И в конце концов почему бы не он может стать ее первым мужчиной? Он заплатил за эту привилегию. Страстное желание сильно сейчас, говорит он сам себе, но оно будет уменьшаться с каждым совокуплением. Она не будет ему нужна больше, чем продлиться его трех месячный контракт.
Крашеная блондинка идет по коридору в сторону лифта. Жилец другого пентхауса — арабский шейх. Он смотрит на нее. Она одета в топик и белые леггинсы. Ее сиськи явно поддельные, но она прекрасна в своем трудном отчасти пути. Кстати любовница должно быть. Он снова думает о Лане, как у нее катились беспомощные слезы. Он не ожидал такого. Он не может понять.
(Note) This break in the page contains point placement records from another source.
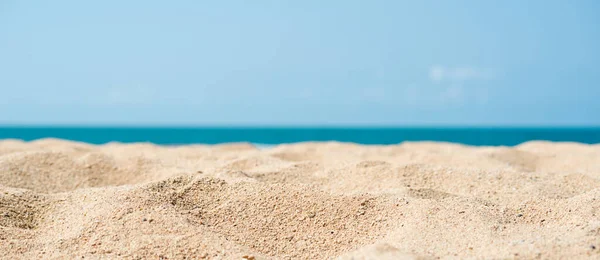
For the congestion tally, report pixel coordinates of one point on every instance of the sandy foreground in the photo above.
(61, 199)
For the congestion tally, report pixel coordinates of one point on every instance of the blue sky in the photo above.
(300, 62)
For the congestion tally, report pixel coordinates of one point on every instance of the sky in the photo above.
(366, 63)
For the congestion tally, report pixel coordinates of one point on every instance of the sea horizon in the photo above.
(273, 135)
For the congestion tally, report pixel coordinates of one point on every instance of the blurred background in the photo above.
(310, 64)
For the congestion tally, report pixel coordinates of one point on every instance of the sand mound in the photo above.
(61, 199)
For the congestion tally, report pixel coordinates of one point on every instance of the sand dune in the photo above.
(62, 199)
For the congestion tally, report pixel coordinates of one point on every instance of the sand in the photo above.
(67, 200)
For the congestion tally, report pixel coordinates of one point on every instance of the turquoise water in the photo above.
(272, 135)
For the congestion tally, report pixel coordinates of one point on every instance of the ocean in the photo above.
(276, 135)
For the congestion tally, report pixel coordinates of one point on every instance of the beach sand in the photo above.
(62, 199)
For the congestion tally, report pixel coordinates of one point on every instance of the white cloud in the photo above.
(439, 73)
(130, 95)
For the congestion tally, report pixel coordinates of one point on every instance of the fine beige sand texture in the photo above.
(68, 200)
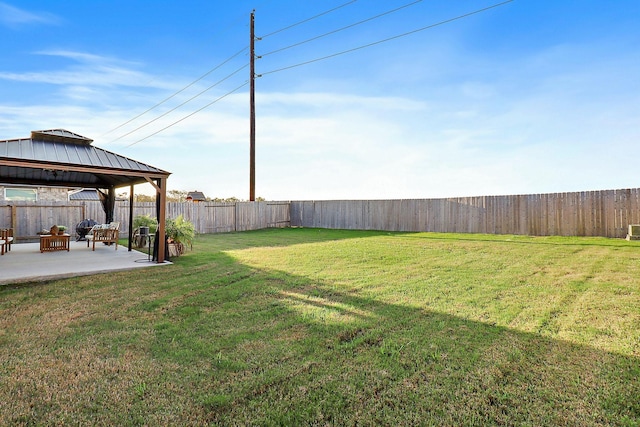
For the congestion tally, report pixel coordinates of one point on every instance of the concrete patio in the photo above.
(25, 263)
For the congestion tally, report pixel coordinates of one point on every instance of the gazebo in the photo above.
(59, 158)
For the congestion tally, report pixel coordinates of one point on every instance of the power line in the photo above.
(308, 19)
(180, 105)
(175, 94)
(342, 29)
(191, 114)
(388, 39)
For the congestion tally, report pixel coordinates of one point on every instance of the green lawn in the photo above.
(329, 327)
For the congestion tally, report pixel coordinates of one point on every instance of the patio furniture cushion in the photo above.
(6, 235)
(106, 233)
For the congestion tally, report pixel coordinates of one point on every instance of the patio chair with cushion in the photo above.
(106, 233)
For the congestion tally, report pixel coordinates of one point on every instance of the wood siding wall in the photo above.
(590, 213)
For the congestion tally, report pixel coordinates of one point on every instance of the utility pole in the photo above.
(252, 113)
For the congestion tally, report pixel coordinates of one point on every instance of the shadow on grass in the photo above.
(288, 350)
(201, 344)
(523, 240)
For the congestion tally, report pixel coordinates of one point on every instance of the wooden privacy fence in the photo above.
(591, 213)
(206, 217)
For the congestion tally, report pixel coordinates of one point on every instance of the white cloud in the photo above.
(14, 17)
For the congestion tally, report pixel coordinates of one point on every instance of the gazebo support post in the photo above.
(130, 216)
(162, 217)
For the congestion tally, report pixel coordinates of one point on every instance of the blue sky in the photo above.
(526, 97)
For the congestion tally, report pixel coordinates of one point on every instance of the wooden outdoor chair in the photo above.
(106, 233)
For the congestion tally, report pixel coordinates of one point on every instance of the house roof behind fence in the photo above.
(58, 157)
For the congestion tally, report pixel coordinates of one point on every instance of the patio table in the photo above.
(59, 242)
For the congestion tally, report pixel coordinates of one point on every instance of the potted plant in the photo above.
(180, 233)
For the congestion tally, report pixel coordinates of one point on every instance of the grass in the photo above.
(330, 327)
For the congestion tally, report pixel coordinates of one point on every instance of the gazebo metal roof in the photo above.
(58, 157)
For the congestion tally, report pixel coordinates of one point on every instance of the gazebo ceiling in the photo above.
(58, 157)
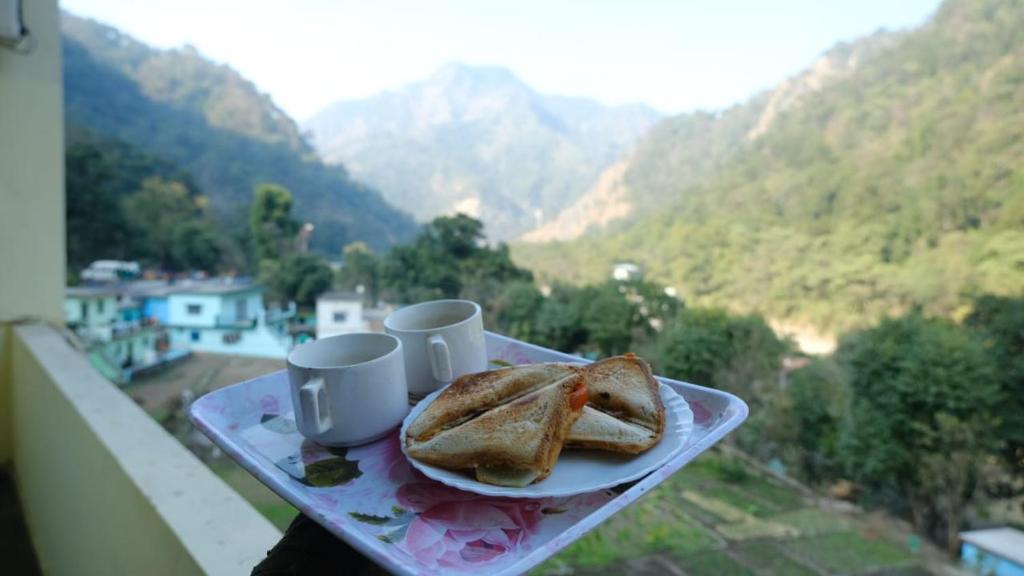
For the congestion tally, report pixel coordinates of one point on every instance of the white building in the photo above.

Зачем девственница предлагает себя кому-то, тем более, похожему на Лотиана за деньги? Впервые он недоумевает, почему она вообще захотела денег.
Лифт прибыл, и он отходит в сторону, чтобы позволить женщине войти первой. У нее хорошая задница. Она оборачивается в лифте, и их глаза встречаются снова. Никакой улыбки, но ее рот призывает. Воздух становится густым, от ее невысказанного приглашения. Он позволяет своим глазам пропутешествовать вниз по ее телу и убеждает себя, что Лана не особенная. Такое все равно будет происходить тоже. Ничего не изменилось.